Uma proposta defendida pelo deputado federal Marcos Pollon (PL-MS) trouxe à tona uma discussão relevante sobre dois impostos bem conhecidos dos brasileiros: o IPVA e o IPTU. A ideia do parlamentar é retirar da Constituição a autorização para a cobrança anual de ambos os tributos.

O texto divulgado por Pollon sugere a remoção do inciso III do artigo 155 da Constituição, relacionado ao IPVA, e do inciso I do artigo 156, que confere aos municípios a competência para cobrar o IPTU. O objetivo do deputado é extinguir esses impostos em todo o país, o que certamente atrairia a atenção de motoristas e proprietários de imóveis.

Contudo, vale ressaltar que isso não significa que os brasileiros estejam prestes a se livrar dessa obrigação.
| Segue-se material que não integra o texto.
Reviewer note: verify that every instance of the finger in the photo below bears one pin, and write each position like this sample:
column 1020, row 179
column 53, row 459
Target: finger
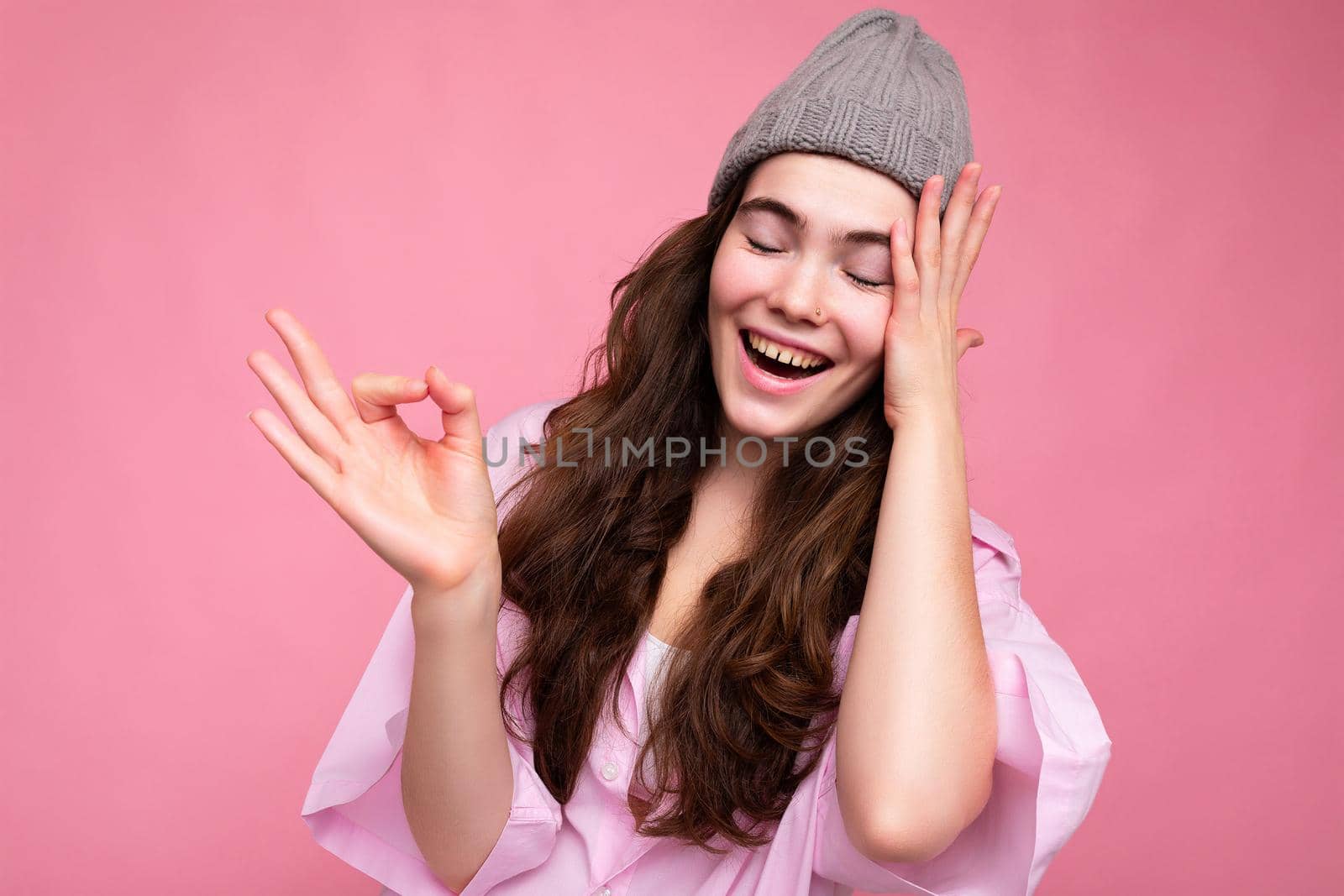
column 968, row 338
column 318, row 375
column 309, row 466
column 954, row 222
column 376, row 396
column 980, row 219
column 929, row 244
column 312, row 425
column 905, row 275
column 457, row 402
Em uma abordagem pragmática, a proposta de Pollon está apenas nos primeiros passos, reunindo assinaturas de outros deputados para apresentá-la formalmente. Para avançar, a proposta deve contar com pelo menos 171 assinaturas na Câmara.

A proposta também prevê uma transição, onde a União criaria um mecanismo temporário de compensação financeira para estados, Distrito Federal e municípios por até cinco anos, devido à possível perda de arrecadação com a extinção dos impostos.

Embora algumas pessoas relacionem a proposta a outra discussão legislativa, conhecida como PEC 3/2026, os dois assuntos são distintos. A PEC 3/2026, apresentada pelo deputado Kim Kataguiri e outros parlamentares, sugere modificar o cálculo do IPVA, considerando o peso do veículo, estabelecendo um teto de 1% sobre o valor de venda e permitindo descontos para veículos menos poluentes.

A proposta de Poletrim de eliminar completamente o IPVA e o IPTU demandará um processo legislativo extenso. Após a formalização, a PEC precisa ser aprovada em dois turnos, com três quintos dos votos na Câmara e no Senado, o que equivale a pelo menos 308 votos favoráveis em cada turno.

Para os motoristas, o fim do IPVA representaria uma significativa redução na carga tributária, impactando positivamente no custo de manutenção dos veículos e, consequentemente, na mobilidade urbana. A diminuição da pressão financeira poderia estimular um aumento no uso de veículos, promovendo maior acesso e conectividade nas cidades. No entanto, essa mudança também traz consigo desafios. A ausência de receitas provenientes desses impostos poderia comprometer a qualidade das infraestruturas urbanas, como estradas e transportes públicos, que dependem dessas arrecadações para sua manutenção e desenvolvimento.

O fim do IPTU poderia, por sua vez, incentivar investimentos habitacionais, pois o custo de propriedade diminuiria, potencialmente facilitando o acesso à moradia. Contudo, é fundamental que essa proposta seja analisada com cautela, considerando como seriam financiadas melhorias contínuas na urbanização e na mobilidade.

Até que uma mudança constitucional deste tipo seja aprovada e promulgada, IPVA e IPTU continuam existindo e sendo cobrados normalmente no Brasil. Portanto, a discussão proposta por Pollon merece atenção por seus possíveis impactos, tanto na vida dos motoristas quanto na mobilidade urbana em geral.